Anne Spirn Receives Cooper Hewitt National Design Award

Anne Whiston Spirn, Cecil and Ida Green Distinguished Professor of Landscape Architecture and Planning, is one of the 10 honorees for the 2018 National Design Awards from the Cooper Hewitt, Smithsonian Design Museum. Spirn’s 30+ years of leadership, impact, and innovation were recognized with the honor of the Design Mind award.

Spirn’s Design Mind award highlights the innovation and vision of individuals who have had a profound impact on design theory, practice, and fostered more public awareness of design. Spirn, the Cecil and Ida Green Distinguished Professor of Landscape Architecture and Planning, is an author, landscape architect, and photographer. Her first book, The Granite Garden: Urban Nature and Human Design (Basic Books, 1984) is listed as one of the 100 most influential and important books in the 20th century by the American Planning Association and credited with launching the ecological urbanism movement.

Spirn’s work, highlighted on the Cooper Hewitt award page, demonstrates her fluidity in navigating the fields of landscape architecture and urban design and planning, writing, innovating in new mediums of teaching and learning, as well as her eye for photography. Speaking to her unconventional approach to defining design, Sprin said, “design is for me the habit of looking for opportunities where others see problems and then devising solutions that address seemingly unrelated concerns, such as polluted water, impoverished neighborhoods, and troubled schools.” Projects such as West Philadelphia Landscape Project (WPLP), embody Spirn’s ethos of utilizing design practice to develop and test theory, which then critiques practice, allowing for a cyclical process of reflection and engagement. Through sustained community participation, environmental and design education, and watershed management the WPLP has impacted the lives of local residents and served as a model for other communities to advocate for development, environmental restoration, and educational reform.
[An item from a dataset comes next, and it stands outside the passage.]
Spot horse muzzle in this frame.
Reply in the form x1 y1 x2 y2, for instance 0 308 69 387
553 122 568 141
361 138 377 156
“All ten of this year’s winners present a powerful design perspective and body of work that is at once inclusive and deeply personal, accompanied by great achievement, humanity and social impact,” Caroline Baumann, director of Cooper Hewitt, said in a statement. Cooper Hewitt, Smithsonian Design Museum is one of nineteen museums that comprise the Smithsonian Institution and the only museum in the United States dedicated to historical and contemporary design. Founded in 1896, the Cooper Hewitt began the National Design Award in 2000 as an official project of the White House Millennium Council. The annual awards celebrate design as a vital humanistic tool in shaping the world and seeks to increase national awareness of the impact of design.

“We could not be more proud of Anne and the National Design Award’s recognition of her level of influence in integrating urban and natural environments, not only for designers and planners, but for the general public,” said Eran Ben-Joseph, head of the Department of Urban Studies and Planning. “Anne’s work has been transformative for how we all see, act, and value our surroundings, which is a profound contribution to design theory and practice.”

A gala to celebrate the winners will be held at the Arthur Ross Terrace and Garden at Cooper Hewitt in New York City on October 18th, 2018.